Seppe: “Zonder topsportschool stonden we nu niet met drie te dringen voor een plaats op de Spelen. Alleen al de stages. Toen ik op mijn andere school weer eens een paar dagen weg was geweest en bruingebrand uit de bergen terugkwam, werd mij verweten dat ik midden in het schooljaar op skivakantie ging. Beginnen kan perfect in een indoorpiste, zoals wij hebben gedaan, maar wie goed wil worden, moet naar de bergen.”

Als het maar glijdt

Smits en De Buck hebben dezelfde achtergrond: als kind op jonge leeftijd met de sneeuw in aanraking gekomen, verliefd geworden op het snowboarden en al snel de tricks ontdekt. Hoewel ze bijna vier jaar in leeftijd verschillen, en ook uiteenlopende karakters hebben, trekken ze al lang samen op. De Kempense kamikazes wonen in de buurdorpen Zoersel en Westmalle. Mama Smits laadde jarenlang de twee boarders op en reed met hen naar Snow Valley in Peer. Onderweg werd soms huiswerk gemaakt of geslapen.

Smits en De Buck zijn vrienden, maar ze verschillen fors. Smits zegt van zichzelf dat hij een lichte obsessie heeft ontwikkeld voor structuur en regelmaat. “Sebbe is dan weer go with the flow. Dat is zijn goed recht.”

Ze zijn typevoorbeelden van wat sportsociologen de glijgeneratie noemen. Niet voetbal of koers, maar skaten, snowboarden en surfen zijn hun favoriete sporten. Seppe Smits zelf skateboardt niet, maar surft. Sebbe De Buck is dan weer een fervente skater en een begaafde surfer.

Sebbe De Buck: “Ik kom Seppe weleens tegen in de zomer op de Baskische stranden. Surfen is ideaal voor ons boardgevoel en het evenwicht en het geeft dezelfde sensatie. Vorig jaar heb ik drie maanden niet gesnowboard. Surfen was een prima alternatief.”

Seppe Smits: “Als het maar glijdt. Ik weet wel, wij glijden vooral om dan zo ver mogelijk te springen, te vliegen en alle tricks uit te halen, maar laatst hadden we te veel sneeuw in het snowpark en dan hebben we met zijn allen een dagje geboard in de verse poedersneeuw. Fantastisch en ook een goeie training, want dan probeer ik van een buckelpiste te komen met de verkeerde voet voor.”

 

Sebbe De Buck: “Het voordeel van dit bestaan? Elf maanden per jaar in alle werelddelen, van Argentinië tot Nieuw-Zeeland en van Amerika tot Europa.
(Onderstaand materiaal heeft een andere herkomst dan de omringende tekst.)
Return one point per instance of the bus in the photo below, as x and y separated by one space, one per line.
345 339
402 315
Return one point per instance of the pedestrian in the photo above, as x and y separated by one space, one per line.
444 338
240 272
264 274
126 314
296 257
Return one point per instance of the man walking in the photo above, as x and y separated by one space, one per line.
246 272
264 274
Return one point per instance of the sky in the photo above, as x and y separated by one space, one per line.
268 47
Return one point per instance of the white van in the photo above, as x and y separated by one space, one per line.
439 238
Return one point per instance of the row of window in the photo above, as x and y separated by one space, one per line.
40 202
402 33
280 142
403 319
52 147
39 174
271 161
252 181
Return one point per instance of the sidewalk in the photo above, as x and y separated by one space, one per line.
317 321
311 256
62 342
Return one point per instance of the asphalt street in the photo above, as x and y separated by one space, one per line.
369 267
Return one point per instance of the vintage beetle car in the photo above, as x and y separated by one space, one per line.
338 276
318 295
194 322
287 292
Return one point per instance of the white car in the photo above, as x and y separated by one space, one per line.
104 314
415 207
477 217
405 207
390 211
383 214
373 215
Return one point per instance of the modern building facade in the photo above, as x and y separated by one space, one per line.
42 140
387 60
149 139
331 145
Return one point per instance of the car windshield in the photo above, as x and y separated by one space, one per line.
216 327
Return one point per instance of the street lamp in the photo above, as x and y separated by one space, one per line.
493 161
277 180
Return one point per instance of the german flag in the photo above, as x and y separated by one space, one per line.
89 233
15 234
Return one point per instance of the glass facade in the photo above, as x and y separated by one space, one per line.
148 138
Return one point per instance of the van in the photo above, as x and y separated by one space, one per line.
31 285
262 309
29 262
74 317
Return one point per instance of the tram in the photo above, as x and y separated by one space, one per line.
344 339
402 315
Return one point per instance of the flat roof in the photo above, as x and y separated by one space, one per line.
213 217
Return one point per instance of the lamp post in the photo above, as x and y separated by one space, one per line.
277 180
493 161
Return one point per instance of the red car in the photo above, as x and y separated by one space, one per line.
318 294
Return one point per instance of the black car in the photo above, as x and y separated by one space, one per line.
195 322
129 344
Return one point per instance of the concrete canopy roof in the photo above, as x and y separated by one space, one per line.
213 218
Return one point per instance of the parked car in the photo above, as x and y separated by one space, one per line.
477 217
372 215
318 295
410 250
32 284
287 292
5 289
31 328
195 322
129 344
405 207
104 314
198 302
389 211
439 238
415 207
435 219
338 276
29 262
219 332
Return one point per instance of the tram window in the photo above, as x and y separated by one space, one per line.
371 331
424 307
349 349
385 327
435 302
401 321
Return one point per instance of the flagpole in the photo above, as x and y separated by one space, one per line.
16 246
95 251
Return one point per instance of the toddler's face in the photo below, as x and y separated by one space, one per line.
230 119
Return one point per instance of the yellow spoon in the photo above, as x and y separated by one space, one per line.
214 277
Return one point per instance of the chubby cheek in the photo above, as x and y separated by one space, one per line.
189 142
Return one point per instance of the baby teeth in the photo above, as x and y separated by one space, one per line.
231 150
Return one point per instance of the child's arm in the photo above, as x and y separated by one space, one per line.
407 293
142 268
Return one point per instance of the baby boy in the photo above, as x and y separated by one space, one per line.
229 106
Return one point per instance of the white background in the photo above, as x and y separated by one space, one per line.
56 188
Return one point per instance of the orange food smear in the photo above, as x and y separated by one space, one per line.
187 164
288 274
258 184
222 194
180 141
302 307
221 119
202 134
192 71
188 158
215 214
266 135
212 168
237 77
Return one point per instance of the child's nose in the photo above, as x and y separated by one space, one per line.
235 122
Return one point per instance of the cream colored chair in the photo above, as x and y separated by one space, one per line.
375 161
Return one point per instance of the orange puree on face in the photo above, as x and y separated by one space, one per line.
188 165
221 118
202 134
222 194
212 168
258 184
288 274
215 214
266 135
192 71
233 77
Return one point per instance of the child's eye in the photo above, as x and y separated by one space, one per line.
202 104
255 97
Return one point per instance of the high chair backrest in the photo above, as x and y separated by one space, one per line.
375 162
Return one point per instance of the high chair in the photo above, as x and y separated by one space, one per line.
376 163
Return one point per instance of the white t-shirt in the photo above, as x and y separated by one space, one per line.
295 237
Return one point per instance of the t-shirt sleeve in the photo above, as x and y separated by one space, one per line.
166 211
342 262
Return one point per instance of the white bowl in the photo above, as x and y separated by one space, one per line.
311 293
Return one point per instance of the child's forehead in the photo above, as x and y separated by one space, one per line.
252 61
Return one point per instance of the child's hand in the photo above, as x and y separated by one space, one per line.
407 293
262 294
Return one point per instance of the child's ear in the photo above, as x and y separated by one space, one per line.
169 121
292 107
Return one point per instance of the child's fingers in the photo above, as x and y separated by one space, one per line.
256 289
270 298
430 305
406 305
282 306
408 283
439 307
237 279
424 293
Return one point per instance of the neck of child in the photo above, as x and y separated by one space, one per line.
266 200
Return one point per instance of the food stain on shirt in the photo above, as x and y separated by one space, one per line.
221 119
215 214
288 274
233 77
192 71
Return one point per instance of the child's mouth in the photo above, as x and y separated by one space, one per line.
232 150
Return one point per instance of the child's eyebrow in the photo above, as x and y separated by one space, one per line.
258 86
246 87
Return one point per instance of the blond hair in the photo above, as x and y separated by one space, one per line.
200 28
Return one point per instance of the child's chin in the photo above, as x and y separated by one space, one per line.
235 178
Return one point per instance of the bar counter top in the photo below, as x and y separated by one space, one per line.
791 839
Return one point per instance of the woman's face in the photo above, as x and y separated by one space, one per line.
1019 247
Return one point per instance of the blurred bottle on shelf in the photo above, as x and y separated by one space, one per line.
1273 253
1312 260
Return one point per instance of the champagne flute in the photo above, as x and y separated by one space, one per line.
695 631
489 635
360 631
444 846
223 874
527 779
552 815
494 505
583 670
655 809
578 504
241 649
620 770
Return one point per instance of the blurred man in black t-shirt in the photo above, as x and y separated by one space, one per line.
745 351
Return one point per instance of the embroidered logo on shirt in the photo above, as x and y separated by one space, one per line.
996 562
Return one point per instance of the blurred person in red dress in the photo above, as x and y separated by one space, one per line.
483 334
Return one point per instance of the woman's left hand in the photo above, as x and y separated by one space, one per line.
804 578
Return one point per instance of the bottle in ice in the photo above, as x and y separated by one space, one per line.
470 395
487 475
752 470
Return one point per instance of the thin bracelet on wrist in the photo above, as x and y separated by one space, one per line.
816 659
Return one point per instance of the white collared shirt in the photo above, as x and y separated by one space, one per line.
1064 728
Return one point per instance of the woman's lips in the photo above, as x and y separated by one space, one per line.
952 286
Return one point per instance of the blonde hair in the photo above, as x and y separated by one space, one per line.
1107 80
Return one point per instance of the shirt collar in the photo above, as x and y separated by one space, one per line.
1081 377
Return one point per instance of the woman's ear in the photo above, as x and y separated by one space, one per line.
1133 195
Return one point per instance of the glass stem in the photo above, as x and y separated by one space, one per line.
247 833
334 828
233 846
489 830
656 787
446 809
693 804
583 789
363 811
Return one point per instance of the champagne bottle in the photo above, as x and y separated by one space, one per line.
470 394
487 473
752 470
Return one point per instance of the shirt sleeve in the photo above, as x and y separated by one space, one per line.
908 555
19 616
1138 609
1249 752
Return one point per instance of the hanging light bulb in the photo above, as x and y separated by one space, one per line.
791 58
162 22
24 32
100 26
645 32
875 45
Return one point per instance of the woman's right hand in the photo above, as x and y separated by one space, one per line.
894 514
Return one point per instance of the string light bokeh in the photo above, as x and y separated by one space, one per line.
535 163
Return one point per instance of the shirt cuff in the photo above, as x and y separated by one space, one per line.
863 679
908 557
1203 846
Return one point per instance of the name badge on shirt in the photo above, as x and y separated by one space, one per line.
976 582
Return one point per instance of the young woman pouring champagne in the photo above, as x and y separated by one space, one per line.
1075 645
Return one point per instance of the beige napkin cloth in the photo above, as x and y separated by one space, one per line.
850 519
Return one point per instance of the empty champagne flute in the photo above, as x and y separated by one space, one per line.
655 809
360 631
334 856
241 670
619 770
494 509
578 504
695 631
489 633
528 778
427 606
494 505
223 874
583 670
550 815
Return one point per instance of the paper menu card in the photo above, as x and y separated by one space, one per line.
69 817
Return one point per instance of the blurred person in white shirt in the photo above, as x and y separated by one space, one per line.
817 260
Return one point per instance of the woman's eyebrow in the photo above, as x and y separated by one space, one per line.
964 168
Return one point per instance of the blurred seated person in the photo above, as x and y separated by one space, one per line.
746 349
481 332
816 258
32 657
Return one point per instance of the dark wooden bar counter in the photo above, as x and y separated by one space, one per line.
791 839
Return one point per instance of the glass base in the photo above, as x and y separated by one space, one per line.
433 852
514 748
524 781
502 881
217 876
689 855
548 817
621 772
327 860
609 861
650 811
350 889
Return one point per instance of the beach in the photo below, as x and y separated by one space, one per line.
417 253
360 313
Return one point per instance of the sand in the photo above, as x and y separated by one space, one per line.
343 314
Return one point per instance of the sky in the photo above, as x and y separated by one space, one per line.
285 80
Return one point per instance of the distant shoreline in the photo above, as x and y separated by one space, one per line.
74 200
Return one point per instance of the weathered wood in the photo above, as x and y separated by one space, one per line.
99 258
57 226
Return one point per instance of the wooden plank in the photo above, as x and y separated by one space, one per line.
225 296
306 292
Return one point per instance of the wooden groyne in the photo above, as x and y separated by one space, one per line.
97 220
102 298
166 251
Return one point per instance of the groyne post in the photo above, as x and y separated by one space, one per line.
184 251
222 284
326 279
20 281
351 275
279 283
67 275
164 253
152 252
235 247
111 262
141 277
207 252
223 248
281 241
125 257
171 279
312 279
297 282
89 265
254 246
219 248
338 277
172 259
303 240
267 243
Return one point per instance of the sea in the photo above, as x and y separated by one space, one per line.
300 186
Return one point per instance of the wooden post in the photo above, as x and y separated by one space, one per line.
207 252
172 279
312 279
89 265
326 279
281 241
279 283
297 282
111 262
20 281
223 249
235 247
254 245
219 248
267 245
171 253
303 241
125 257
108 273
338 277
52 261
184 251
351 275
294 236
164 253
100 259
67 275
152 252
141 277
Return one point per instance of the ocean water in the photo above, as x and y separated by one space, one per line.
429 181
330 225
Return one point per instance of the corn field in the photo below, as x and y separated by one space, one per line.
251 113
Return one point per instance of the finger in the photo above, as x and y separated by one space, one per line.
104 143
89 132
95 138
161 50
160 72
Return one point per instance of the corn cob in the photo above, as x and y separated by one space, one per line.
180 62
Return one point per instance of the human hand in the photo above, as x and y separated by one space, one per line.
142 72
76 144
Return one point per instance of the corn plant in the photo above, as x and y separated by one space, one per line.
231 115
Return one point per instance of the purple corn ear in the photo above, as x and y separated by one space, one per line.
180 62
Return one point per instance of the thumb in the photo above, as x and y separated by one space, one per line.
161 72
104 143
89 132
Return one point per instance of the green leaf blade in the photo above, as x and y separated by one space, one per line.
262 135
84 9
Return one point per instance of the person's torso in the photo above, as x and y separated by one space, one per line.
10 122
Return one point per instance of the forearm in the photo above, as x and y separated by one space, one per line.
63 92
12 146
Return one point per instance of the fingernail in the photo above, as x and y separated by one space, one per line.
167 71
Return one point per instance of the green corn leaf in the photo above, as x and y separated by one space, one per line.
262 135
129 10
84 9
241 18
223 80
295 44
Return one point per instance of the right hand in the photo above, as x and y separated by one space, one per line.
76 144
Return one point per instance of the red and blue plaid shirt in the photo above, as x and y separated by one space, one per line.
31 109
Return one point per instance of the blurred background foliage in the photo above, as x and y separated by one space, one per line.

Je hobby kunnen beoefenen en betaald worden door Sport Vlaanderen.

“Ooit komt aan de slopestyle en de big air een einde voor mij, maar niet aan het snowboarden. Hierna begint een heel ander leven: ik wil films maken in de bergen. Ik bekijk die allemaal en ooit weet ik dat ik daar ook boven aan zo’n couloir sta en in de ongerepte sneeuw naar beneden kom met een cameraploeg die mij filmt.

“Ik sta er nog altijd van te kijken dat ik van dat snowboarden mijn beroep heb kunnen maken en ik hoop dat het nog een tijdje zal duren.”